Performance énergétique et location meublée : le critère oublié de votre liste
Vous pouvez équiper votre logement à la perfection et pourtant ne pas avoir le droit de le louer. Depuis l’entrée en vigueur progressive des seuils de décence énergétique, un bien parfaitement meublé peut être juridiquement inlouable si son diagnostic de performance énergétique (DPE) est trop mauvais.
Votre première liste meublé pour location meublée devrait donc inclure une ligne souvent absente des guides classiques : la vérification du DPE. Si votre logement est classé dans les catégories les plus énergivores, l’investissement dans le mobilier ne servira à rien tant que la performance énergétique n’est pas mise en conformité.
Ce point concerne particulièrement les investisseurs en immobilier ancien, qui cumulent parfois un DPE défavorable et un mobilier à constituer de zéro.
Au-delà du décret : trois ajouts qui changent la location
La liste légale garantit un logement habitable. Elle ne garantit pas un logement attractif. Trois éléments, sans être obligatoires, réduisent la vacance locative et limitent les litiges.
Un kit de linge de lit (draps et taies) facilite l’entrée dans les lieux, surtout pour les locataires en mobilité qui signent un bail meublé précisément pour éviter un déménagement complet. Une connexion internet fonctionnelle, bien que non imposée par le décret, est devenue un critère de choix pour la majorité des locataires.
Un inventaire photographique annexé au bail sécurise les deux parties. Le locataire sait exactement ce qui lui est confié.
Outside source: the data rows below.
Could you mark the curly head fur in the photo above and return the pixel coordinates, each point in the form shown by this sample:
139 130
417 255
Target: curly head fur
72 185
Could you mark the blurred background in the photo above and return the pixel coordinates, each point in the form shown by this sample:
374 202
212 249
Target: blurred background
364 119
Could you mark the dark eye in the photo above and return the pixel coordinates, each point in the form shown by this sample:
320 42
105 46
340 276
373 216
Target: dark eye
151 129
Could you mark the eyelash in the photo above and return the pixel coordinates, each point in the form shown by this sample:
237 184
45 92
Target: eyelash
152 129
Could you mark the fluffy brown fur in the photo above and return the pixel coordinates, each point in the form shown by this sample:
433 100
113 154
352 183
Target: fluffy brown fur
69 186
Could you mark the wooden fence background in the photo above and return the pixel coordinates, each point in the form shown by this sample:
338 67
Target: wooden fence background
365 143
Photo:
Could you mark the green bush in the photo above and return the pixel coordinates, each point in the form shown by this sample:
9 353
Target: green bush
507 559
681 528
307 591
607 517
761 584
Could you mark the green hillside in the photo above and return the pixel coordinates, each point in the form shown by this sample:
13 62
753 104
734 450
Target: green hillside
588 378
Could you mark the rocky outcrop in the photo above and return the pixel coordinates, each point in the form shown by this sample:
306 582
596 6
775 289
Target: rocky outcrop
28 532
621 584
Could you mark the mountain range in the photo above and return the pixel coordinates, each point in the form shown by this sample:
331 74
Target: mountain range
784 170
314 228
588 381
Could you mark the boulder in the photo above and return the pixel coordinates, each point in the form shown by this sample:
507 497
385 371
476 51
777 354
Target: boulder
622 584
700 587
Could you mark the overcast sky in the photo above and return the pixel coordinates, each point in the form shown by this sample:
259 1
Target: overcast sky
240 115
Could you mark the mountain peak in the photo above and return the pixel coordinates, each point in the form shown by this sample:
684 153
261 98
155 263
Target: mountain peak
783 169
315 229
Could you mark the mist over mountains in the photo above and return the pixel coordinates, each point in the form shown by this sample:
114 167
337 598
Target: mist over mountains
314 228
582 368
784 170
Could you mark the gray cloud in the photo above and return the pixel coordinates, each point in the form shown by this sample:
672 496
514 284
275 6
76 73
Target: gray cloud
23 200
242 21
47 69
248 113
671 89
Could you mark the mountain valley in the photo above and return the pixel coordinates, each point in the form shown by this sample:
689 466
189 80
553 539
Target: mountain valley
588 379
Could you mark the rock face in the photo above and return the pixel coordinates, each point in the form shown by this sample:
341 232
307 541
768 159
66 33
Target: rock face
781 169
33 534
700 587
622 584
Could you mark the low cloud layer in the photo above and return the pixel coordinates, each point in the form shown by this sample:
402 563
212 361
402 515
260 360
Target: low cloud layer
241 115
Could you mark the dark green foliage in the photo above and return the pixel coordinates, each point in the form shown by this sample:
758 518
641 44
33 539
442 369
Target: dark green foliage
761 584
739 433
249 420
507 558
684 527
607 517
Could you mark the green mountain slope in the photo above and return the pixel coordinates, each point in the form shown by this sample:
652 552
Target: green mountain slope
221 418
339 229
Le bailleur dispose d’une preuve datée en cas de dégradation ou de contestation du caractère meublé.
Constituer sa première liste meublé pour location meublée, c’est d’abord respecter les onze catégories du décret de 2015, puis documenter chaque élément avec un inventaire solide. Le mobilier seul ne protège pas : c’est la preuve de sa présence, combinée à un DPE conforme, qui rend votre investissement locatif réellement exploitable.